Un instant après, le préfet disait :
– Mets-toi à ton aise.
Alors Charles-Joseph s’approchait du grand fauteuil de peluche rouge et s’asseyait en face de son père, raide, les genoux pliés, le képi et les gants blancs sur les genoux. Par les minces fentes des jalousies vertes, d’étroites bandes de lumière tombaient sur le tapis grenat. Une mouche bourdonnait, l’horloge se mettait à sonner.
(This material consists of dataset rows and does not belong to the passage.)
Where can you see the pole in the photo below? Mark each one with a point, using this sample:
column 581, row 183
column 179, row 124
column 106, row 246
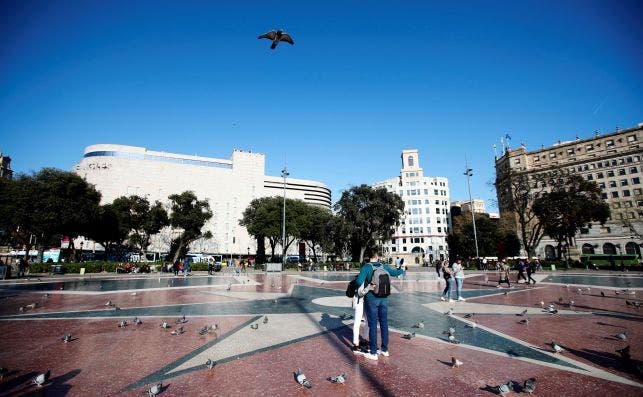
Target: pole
column 469, row 173
column 284, row 174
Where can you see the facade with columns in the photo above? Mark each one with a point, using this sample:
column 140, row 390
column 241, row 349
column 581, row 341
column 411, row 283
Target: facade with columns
column 425, row 224
column 229, row 185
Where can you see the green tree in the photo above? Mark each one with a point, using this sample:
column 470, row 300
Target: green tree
column 106, row 229
column 572, row 203
column 263, row 219
column 314, row 226
column 370, row 214
column 48, row 205
column 189, row 215
column 139, row 220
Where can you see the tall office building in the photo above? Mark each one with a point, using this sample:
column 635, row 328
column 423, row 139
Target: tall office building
column 425, row 223
column 613, row 161
column 229, row 185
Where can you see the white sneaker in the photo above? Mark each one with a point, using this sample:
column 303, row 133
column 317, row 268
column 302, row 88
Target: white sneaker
column 384, row 353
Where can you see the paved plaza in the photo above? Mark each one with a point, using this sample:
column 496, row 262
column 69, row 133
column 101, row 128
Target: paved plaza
column 259, row 328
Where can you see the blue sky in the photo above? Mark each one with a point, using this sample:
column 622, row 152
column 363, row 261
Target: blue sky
column 363, row 81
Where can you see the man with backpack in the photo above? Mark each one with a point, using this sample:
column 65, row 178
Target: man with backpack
column 377, row 278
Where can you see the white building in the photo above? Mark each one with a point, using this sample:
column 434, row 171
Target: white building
column 229, row 185
column 426, row 221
Quand le tintement des neuf coups avait cessé, le préfet commençait :
– Comment va le colonel Marek ?
– Merci, papa, il va bien.
– Toujours faible en géométrie ?
– Merci, papa, un peu moins.
– Lis-tu des livres ?
– Oui, papa.
– Et où en est l’équitation ? Ce n’était pas fameux l’année dernière.
– Cette année…, commença Charles-Joseph, mais il fut aussitôt interrompu.
Son père avait avancé sa fine main à demi dissimulée sous une manchette ronde qui étincelait. Un gros bouton carré lança un éclair d’or.
– Ce n’était pas fameux, disais-je à l’instant, c’était… Le préfet fit une pause et acheva d’une voix sans timbre : une honte !
Le père et le fils se turent. Si bas qu’il eût été prononcé, le mot « honte » continuait de flotter dans la pièce. Charles-Joseph savait qu’après toute sévère critique de son père, un silence était de rigueur. Il fallait accepter le jugement avec toute sa signification, l’assimiler, le graver en soi-même, s’en imprégner dans son cœur et son cerveau. L’horloge tictaquait, la mouche bourdonnait. Enfin Charles-Joseph commença d’une voix claire :
– Cette année, ça a été bien mieux. Le maréchal des logis l’a dit souvent lui-même. Le lieutenant Koppel m’a félicité aussi.
– J’en suis ravi, déclara le préfet d’une voix sépulcrale.
Il fit rentrer sa manchette sous sa manche en s’aidant du rebord de la table, on entendit son rude frottement.
– Continue ! dit-il, et il alluma une cigarette.
Cela signifiait qu’on pouvait commencer à prendre ses aises. Charles-Joseph posa son képi et ses gants sur un petit pupitre, se leva et entama le récit de tous les événements de l’année écoulée. Le père approuvait de la tête. Soudain, il s’écria :
– Mais, te voilà grand garçon, mon fils. Ta voix mue ! Amoureux peut-être ?
Charles-Joseph devint écarlate, son visage flamba comme un lampion rouge, il le présenta bravement au vieil homme.
– Pas encore, alors ? dit le préfet. Ne te trouble pas, continue.
Charles-Joseph déglutit. Sa rougeur disparut, il se sentit soudain grelotter. Puis il tira de sa poche sa liste de livres et la présenta à son père.
– Lectures fort convenables, dit le préfet. Résume-moi donc Zrinyi1, s’il te plaît !
Charles-Joseph raconta le drame acte par acte. Puis il se rassit, fatigué, pâle, la bouche sèche.
Il jeta un regard furtif sur l’horloge. Il n’était que dix heures et demie, l’examen allait encore durer une heure et demie. Il pouvait venir à l’esprit de son père de l’interroger en histoire ancienne ou en mythologie germanique.
Le préfet se promenait dans la pièce en fumant, la main gauche derrière le dos. La dextre jouait sous la manchette. Les rais de lumière s’intensifiaient sur le tapis, ils se rapprochaient de plus en plus de la fenêtre. Le soleil devait être déjà haut. Les cloches de l’église commençaient à tinter, leur bruit proche semblait tomber dans la pièce comme si elles sonnaient tout contre les épaisses jalousies. Aujourd’hui, M. von Trotta interrogeait uniquement en littérature. Il s’étendait en détail sur l’importance de Grillparzer, recommandait à son fils Adalbert Stifter et Ferdinand von Saar comme « lectures faciles » pour les jours de vacances.